Suspected improper padding bit logic
Line 346 of encoder.py intends to extend the data stream buffer with padding bits if it does not meet a codeword boundary.
However, if length % 8 is 0, meaning that the length does indeed fall on the codeword boundary, then this implementation adds 8 padding bits, and it should not do so.
You can see the difference in final forms of the encoding of the string known via segno: segno.make("known", version=1, error='L', mode='byte', mask=0, boost_error=False) vs. the equivalent results from and . All three of these will be decoded to the same word, though.
I concur with this assessment. The line
buff.extend([0] * (8 - (length % 8)))
could be replaced by
buff.extend([0] * (-length % 8))
to get the correct behavior. Note that this works because the modulo operator in Python is defined to return a value with the same sign as its right-hand side, so there is no issue with applying x%8 to a negative number x.
Encoding a micro code with text "abc" only has empty padding and does not use the repeating pattern.
qr = segno.make('abc', micro=True)
This correctly follows this logic:
abcrequires byte characters, not numeric or alphanumeric- M3 is smallest version that allows byte characters
- M is chosen as the ECC mode as there is sufficient length to encode the data
However, the padding after the encoded bits are all zeros; the repeating pattern does not appear.
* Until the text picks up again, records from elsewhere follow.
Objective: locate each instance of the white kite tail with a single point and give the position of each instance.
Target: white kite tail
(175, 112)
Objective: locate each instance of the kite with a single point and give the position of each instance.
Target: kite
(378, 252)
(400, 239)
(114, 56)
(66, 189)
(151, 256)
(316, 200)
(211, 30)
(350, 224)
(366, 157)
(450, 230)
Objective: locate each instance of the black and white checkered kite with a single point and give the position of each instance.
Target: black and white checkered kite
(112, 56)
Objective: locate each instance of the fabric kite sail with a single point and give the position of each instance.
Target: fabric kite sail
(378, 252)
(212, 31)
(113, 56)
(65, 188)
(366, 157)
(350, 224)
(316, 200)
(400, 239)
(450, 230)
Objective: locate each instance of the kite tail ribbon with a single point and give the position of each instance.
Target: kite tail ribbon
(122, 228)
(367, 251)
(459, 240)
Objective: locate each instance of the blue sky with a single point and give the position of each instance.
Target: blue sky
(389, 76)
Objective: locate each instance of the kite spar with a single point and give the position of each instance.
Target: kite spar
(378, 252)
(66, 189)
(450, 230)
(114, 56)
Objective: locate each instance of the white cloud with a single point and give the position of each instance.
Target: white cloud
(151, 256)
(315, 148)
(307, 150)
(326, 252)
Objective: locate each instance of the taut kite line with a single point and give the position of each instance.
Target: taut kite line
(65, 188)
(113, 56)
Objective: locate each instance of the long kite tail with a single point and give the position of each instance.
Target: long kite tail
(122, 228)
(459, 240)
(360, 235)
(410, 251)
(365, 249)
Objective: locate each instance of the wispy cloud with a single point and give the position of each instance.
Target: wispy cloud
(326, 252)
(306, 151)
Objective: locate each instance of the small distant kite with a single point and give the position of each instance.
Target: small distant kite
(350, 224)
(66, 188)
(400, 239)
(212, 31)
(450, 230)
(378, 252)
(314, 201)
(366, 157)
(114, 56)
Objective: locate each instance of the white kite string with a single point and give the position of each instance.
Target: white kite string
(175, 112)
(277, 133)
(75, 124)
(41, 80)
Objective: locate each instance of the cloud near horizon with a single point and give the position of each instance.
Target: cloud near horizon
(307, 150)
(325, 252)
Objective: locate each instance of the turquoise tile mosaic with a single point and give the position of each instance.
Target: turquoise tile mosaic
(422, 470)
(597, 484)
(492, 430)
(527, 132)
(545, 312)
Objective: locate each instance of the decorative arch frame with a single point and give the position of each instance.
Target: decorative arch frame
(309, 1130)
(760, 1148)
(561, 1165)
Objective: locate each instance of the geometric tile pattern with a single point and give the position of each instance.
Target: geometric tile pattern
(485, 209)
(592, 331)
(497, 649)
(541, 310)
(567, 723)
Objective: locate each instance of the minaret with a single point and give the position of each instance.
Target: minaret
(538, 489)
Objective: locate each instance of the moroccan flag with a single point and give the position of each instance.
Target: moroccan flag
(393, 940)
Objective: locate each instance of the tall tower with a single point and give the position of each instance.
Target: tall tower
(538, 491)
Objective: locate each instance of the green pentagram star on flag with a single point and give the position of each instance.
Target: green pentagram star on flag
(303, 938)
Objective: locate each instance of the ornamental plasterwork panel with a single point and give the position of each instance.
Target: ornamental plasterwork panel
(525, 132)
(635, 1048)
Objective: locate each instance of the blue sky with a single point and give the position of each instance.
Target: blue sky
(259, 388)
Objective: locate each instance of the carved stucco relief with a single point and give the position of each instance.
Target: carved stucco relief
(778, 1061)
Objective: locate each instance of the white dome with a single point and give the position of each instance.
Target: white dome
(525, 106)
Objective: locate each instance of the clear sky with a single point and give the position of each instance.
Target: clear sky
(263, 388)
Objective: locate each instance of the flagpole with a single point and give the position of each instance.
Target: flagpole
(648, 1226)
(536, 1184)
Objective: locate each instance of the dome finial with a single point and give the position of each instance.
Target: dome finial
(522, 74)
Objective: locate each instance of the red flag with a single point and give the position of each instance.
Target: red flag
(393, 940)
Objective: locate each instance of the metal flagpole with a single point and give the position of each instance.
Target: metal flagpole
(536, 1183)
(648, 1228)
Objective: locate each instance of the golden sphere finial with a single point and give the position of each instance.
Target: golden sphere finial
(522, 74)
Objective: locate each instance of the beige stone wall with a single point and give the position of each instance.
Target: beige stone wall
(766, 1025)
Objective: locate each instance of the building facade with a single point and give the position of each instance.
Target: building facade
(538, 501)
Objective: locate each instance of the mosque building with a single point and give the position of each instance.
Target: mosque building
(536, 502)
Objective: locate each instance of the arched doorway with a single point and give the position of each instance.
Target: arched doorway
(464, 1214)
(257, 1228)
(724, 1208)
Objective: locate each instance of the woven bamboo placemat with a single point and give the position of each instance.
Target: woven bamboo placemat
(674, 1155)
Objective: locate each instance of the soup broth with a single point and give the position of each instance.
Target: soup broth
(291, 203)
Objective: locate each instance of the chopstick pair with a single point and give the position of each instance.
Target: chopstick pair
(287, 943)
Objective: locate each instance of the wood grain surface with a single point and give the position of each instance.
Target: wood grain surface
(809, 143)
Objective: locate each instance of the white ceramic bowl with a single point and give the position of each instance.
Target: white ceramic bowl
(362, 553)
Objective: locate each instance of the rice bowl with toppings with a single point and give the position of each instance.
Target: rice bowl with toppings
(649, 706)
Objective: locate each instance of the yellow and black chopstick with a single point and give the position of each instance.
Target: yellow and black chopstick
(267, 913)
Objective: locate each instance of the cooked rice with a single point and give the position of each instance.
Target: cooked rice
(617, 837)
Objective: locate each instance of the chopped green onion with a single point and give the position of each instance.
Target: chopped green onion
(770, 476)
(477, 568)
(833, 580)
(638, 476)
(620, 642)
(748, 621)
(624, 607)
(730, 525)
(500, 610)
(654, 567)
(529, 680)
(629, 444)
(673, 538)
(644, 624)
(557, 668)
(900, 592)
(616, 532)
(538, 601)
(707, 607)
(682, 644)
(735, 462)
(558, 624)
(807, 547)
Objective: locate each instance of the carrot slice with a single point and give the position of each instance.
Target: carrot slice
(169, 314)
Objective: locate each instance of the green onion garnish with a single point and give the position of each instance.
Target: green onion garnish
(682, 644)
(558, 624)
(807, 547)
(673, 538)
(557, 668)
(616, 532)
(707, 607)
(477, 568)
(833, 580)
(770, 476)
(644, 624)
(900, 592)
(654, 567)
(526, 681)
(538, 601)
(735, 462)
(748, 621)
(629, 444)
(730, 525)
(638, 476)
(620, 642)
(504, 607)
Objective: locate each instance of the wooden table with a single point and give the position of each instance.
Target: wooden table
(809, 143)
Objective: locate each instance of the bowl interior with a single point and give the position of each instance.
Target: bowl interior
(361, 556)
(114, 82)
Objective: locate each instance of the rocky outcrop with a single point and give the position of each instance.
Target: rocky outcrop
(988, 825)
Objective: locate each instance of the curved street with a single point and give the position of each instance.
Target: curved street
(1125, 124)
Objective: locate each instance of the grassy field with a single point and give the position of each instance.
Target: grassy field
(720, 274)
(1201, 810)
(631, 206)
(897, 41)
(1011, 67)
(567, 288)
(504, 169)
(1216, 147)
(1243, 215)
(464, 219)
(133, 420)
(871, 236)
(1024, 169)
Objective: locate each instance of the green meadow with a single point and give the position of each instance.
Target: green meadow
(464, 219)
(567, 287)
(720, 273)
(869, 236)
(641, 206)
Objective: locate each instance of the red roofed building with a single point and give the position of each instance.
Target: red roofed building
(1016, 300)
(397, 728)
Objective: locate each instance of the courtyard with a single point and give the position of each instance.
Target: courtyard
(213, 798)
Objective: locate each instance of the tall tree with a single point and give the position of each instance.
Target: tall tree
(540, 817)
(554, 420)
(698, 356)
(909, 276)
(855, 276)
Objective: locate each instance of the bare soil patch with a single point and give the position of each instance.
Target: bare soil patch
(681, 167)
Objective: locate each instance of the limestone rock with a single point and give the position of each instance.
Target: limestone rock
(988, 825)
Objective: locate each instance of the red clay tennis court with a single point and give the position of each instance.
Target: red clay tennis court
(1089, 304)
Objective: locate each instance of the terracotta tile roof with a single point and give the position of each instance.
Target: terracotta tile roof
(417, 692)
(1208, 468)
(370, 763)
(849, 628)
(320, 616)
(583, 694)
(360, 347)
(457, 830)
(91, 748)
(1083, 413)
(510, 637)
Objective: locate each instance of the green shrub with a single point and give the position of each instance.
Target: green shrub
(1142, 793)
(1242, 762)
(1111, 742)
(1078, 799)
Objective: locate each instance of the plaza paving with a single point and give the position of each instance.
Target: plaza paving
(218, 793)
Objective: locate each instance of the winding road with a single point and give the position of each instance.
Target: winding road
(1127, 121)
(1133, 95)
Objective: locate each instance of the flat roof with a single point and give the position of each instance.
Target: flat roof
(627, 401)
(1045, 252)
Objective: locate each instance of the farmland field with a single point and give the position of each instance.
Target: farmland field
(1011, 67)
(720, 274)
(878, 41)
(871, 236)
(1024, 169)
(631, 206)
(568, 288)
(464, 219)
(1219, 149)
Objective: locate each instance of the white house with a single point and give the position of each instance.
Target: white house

According to spec, it should add a null terminator of 7 bits, then pad with zeros to the next codeword, then pad with the repeating pattern.
For reference, the terminator should be all zeros of the following lengths:
- 4 bits for non-micro codes
- 3 bits for M1
- 5 bits for M2
- 7 bits for M3
- 9 bits for M4
Also, for M1 and M3 codes, the final half-codeword should be all zeros and not contain the repeating pattern.